Repetto, Paris 2009
© Leslie Hossack
Since launching my blog Haute Vitrine 100 days ago, I have been asked more than once: “Haute Vitrine? What does it mean? How do you pronounce it?”
Haute Vitrine is French. The word haute sounds like “oat” (as in oatmeal) and it literally means “high.” The word vitrine rhymes with “caffeine.” So Haute Vitrine sounds a bit like the more common phrase Haute Cuisine. For me, Haute Vitrine presents a feast for the eyes in the same way that haute cuisine presents a feast for the palette.
In a related way, haute couture creates a sumptuous experience for the body, with fashions that are made to order from expensive fabrics, and sewn with great attention to detail. Currently, a similar phrase Haute Culture is the title of an exhibition at the Art Gallery of Ontario. www.ago.net/haute-culture
The French word vitrine literally means a glass cabinet or showcase used to display precious objects in a shop, museum or home. Vitrine also means a store window. In the early days of street photography in Paris, windows were popular subjects with French photographers including Atget and Brassai.

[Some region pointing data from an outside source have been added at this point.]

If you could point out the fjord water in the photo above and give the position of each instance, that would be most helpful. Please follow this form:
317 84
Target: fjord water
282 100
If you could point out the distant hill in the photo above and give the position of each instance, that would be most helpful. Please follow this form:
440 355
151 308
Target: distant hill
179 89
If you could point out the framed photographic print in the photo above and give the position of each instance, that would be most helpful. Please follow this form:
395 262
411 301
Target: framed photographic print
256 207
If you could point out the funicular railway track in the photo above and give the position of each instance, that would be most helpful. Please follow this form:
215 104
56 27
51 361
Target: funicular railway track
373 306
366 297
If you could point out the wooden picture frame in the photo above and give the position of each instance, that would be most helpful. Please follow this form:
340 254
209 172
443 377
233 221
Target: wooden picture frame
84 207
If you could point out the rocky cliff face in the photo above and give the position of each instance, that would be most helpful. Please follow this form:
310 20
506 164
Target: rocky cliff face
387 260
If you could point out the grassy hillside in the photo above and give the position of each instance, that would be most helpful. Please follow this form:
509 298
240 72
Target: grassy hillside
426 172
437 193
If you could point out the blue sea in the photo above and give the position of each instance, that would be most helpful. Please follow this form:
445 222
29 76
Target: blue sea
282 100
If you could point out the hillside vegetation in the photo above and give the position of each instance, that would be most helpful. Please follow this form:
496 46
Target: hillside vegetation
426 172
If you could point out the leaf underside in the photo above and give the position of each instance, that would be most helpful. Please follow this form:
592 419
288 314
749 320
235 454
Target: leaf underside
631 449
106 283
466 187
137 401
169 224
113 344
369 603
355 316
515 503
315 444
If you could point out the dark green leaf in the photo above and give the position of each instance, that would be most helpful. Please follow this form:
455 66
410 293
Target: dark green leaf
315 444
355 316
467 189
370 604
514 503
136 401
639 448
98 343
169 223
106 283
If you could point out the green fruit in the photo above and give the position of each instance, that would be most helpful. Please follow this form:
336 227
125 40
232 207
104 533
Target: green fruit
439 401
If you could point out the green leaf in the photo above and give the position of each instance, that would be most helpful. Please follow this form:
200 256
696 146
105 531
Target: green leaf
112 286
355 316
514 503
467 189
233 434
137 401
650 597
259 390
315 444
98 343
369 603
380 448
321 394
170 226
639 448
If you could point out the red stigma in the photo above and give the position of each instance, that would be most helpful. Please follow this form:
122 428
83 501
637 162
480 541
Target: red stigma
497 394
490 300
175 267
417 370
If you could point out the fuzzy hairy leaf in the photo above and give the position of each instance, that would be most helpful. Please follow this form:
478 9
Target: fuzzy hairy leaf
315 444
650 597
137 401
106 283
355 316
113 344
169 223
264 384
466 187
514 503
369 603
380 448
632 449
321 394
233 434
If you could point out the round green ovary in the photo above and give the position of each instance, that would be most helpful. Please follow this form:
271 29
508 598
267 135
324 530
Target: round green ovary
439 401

Shown above is Repetto. This shop window in Paris was the first in my ongoing series of vitrines around the world. Since its inception in Paris in 2009, this body of work has grown to include window reflections in Berlin & London, Jerusalem & Tel Aviv, New York & Las Vegas, Ottawa & Montreal, Toronto & Vancouver. The series is called Haute Vitrine, and my blog was named after it.
Today Haute Vitrine celebrates 100 posts in 100 days.